Jace estaba echado hacia atrás en el asiento, con los ojos medio cerrados. Llevaba vendajes blancos atados alrededor de las muñecas y motas de sangre seca en el nacimiento del pelo.
—Primero he salido por la ventana de Isabelle y he subido por la pared. Hay varias gárgolas que resultan unos asideros magníficos. Además, me gustaría dejar constancia de que mi motocicleta ya no está donde la dejé. Apuesto a que la Inquisidora se la llevó para dar una vuelta por Hoboken.
—Me refiero —insistió Clary— a cómo has saltado desde el tejado de la catedral sin matarte.
—No lo sé. —Su brazo rozó el de ella cuando alzó las manos para frotarse los ojos—. ¿Cómo creaste tú aquella runa?
—Tampoco lo sé —musitó ella—. La reina seelie tenía razón, ¿verdad? Valentine, él... él nos hizo cosas. —Echó una ojeada en dirección a Luke, que fingía estar concentrado en girar a la izquierda—. ¿No es cierto?
—Éste no es el momento de hablar de eso —repuso Luke—. Jace, ¿tenías algún punto de destino concreto en mente o simplemente querías alejarte del Instituto?
—Valentine se ha llevado a Maia y a Simon a la nave para realizar el Ritual. Querrá hacerlo lo antes posible. —Jace tiró de uno de los vendajes de su muñeca—. Tengo que llegar allí y detenerle.
—No —negó Luke con severidad.
—De acuerdo, tenemos que llegar allí y detenerle.
—Jace, no voy a permitir que regreses a ese barco. Es demasiado peligroso.
—Has visto lo que acabo de hacer —replicó él, con la incredulidad creciendo en su voz—, ¿y estás preocupado por mí?
—Pues sí.
—No hay tiempo para eso. En cuanto mi padre mate a vuestros amigos, invocará a un ejército de demonios que no podéis ni imaginar. Después de eso, será imparable.
—Entonces la Clave...
—La Inquisidora no hará nada —explicó Jace—. Ha bloqueado el acceso de los Lightwood a la Clave. No ha querido pedir refuerzos, ni siquiera cuando le conté lo que Valentine ha planeado. Está obsesionada con ese plan insensato que tiene.
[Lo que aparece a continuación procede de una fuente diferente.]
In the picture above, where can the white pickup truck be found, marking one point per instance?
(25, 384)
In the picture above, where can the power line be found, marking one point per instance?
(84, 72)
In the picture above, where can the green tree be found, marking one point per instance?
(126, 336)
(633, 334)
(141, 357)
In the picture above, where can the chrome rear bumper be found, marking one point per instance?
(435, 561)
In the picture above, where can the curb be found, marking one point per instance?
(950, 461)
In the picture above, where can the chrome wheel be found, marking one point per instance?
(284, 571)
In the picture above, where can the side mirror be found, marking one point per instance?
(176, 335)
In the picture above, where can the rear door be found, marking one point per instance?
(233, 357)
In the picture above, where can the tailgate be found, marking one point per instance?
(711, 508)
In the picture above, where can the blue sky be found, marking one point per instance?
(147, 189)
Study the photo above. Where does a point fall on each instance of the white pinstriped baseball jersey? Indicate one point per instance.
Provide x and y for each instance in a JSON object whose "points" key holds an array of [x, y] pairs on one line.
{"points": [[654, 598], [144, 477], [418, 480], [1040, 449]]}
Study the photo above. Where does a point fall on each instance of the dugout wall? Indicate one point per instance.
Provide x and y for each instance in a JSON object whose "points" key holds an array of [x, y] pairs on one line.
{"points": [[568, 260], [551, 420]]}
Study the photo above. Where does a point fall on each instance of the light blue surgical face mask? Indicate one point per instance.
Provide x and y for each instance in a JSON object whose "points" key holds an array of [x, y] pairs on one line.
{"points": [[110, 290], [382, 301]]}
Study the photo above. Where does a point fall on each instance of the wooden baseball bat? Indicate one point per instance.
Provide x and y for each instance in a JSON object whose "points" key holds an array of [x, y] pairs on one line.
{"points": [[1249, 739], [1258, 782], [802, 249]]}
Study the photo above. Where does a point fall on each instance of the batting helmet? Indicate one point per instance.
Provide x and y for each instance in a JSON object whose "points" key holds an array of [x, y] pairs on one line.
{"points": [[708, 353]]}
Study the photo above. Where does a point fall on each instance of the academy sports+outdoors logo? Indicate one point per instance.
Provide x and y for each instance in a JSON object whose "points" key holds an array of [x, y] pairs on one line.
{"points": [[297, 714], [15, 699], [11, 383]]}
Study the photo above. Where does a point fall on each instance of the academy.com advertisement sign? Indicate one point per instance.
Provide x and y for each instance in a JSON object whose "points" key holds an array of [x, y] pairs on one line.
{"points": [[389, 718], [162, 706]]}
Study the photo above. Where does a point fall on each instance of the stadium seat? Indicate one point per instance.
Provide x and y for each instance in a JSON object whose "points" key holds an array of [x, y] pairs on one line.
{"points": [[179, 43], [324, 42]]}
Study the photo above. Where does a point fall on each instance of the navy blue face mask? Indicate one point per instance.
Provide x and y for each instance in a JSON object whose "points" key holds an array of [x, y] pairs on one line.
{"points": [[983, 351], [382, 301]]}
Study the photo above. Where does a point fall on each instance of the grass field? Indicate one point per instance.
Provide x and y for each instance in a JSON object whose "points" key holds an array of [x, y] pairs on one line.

—¿Qué plan? —preguntó Clary.
La voz de Jace estaba cargada de amargura.
—Quería canjearme por los Instrumentos Mortales. Le dije que Valentine jamás aceptaría, pero no me creyó. —Lanzó una carcajada, un agudo ladrido entrecortado—. Isabelle y Alec van a contarle lo que ha sucedido con Simon y Maia. Pero no me siento demasiado optimista. Ella no me cree respecto a Valentine y no va a alterar su precioso plan simplemente para salvar a un par de subterráneos.
—De todos modos no podemos limitarnos a esperar sus noticias —repuso Clary—. Tenemos que ir al barco ahora. Si puedes llevarnos a él...
—Odio tener que decíroslo, pero necesitamos una embarcación para llegar a otra embarcación —indicó Luke—. No estoy seguro de que ni siquiera Jace pueda andar sobre las aguas.